I calculated this statistic for the observed data and then for each of the 1,000 simulations.
(obs_stat <- nuc_freq_df %>%
mutate(expected = mean(n),
stat_input = (n - expected) ^ 2 / expected) %>%
summarize(variability_stat = sum(stat_input)))
## # A tibble: 1 x 1
## variability_stat
## <dbl>
## 1 4387.
sim_stat <- sim_nuc_freq_df %>%
mutate(expected = mean(value),
stat_input = (value - expected) ^ 2 / expected) %>%
group_by(sample) %>%
summarize(variability_stat = sum(stat_input))
sim_stat %>%
slice(1:5)
## # A tibble: 5 x 2
## sample variability_stat
## <dbl> <dbl>
## 1 1 1.34
## 2 2 8.27
## 3 3 0.762
## 4 4 1.00
## 5 5 0.811
Here is a plot of the distribution of this statistic across the 1,000 simulations:
ggplot(sim_stat, aes(x = variability_stat)) +
geom_rect(data = sim_stat, aes(xmin = quantile(variability_stat, prob = 0.025),
xmax = quantile(variability_stat, prob = 0.975),
ymin = 0, ymax = Inf),
fill = "beige", alpha = 0.5) +
geom_histogram(bins = 30, fill = "white", color = "tan", alpha = 0.5) +
theme_classic() +
labs(title = "Variability from expected values",
subtitle = "Values from simulations under the null",
x = "Value of variability statistic",
y = "Number of simulations with given value",
caption = "The shaded yellow area shows the region of the central 95% of\nstatistic values for the 1,000 simulations under the null model.")

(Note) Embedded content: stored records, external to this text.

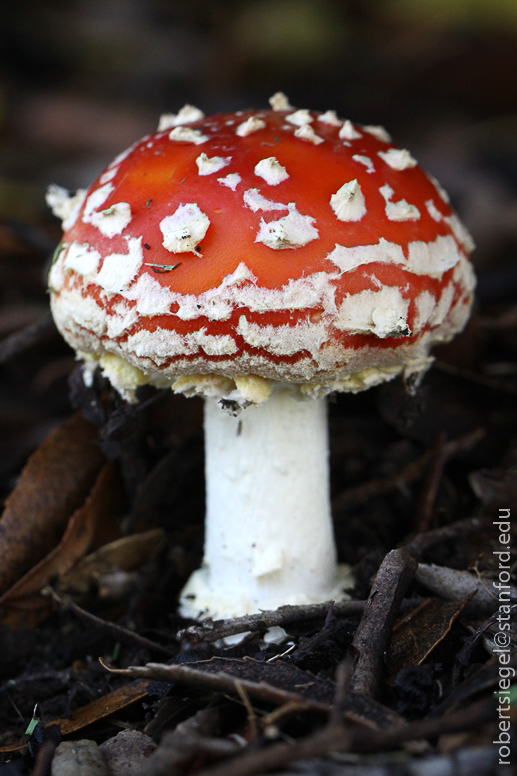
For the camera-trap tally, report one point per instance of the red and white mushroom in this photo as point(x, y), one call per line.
point(262, 260)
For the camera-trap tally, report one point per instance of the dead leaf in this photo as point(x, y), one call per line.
point(23, 604)
point(92, 712)
point(123, 554)
point(417, 633)
point(53, 484)
point(271, 683)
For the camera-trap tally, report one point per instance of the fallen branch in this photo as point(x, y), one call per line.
point(372, 637)
point(213, 630)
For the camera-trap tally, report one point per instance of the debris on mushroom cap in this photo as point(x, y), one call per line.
point(323, 257)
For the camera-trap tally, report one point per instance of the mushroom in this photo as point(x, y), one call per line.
point(261, 260)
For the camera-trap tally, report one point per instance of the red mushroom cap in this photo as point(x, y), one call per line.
point(282, 244)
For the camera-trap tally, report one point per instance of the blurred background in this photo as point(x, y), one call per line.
point(80, 80)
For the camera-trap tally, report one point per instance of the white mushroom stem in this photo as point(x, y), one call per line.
point(269, 537)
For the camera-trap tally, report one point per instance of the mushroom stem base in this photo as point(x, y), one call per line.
point(269, 538)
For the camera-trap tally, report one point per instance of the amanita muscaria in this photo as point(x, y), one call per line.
point(261, 259)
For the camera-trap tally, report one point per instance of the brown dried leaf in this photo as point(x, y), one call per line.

The value of this statistic for the observed nucleotide frequencies for C. elegans is 4387, which is much larger (indicating greater variability from expected values under the null model) than the value observed under most of the simulations. It is, in fact, far outside the central 95% range of values observed in simulations.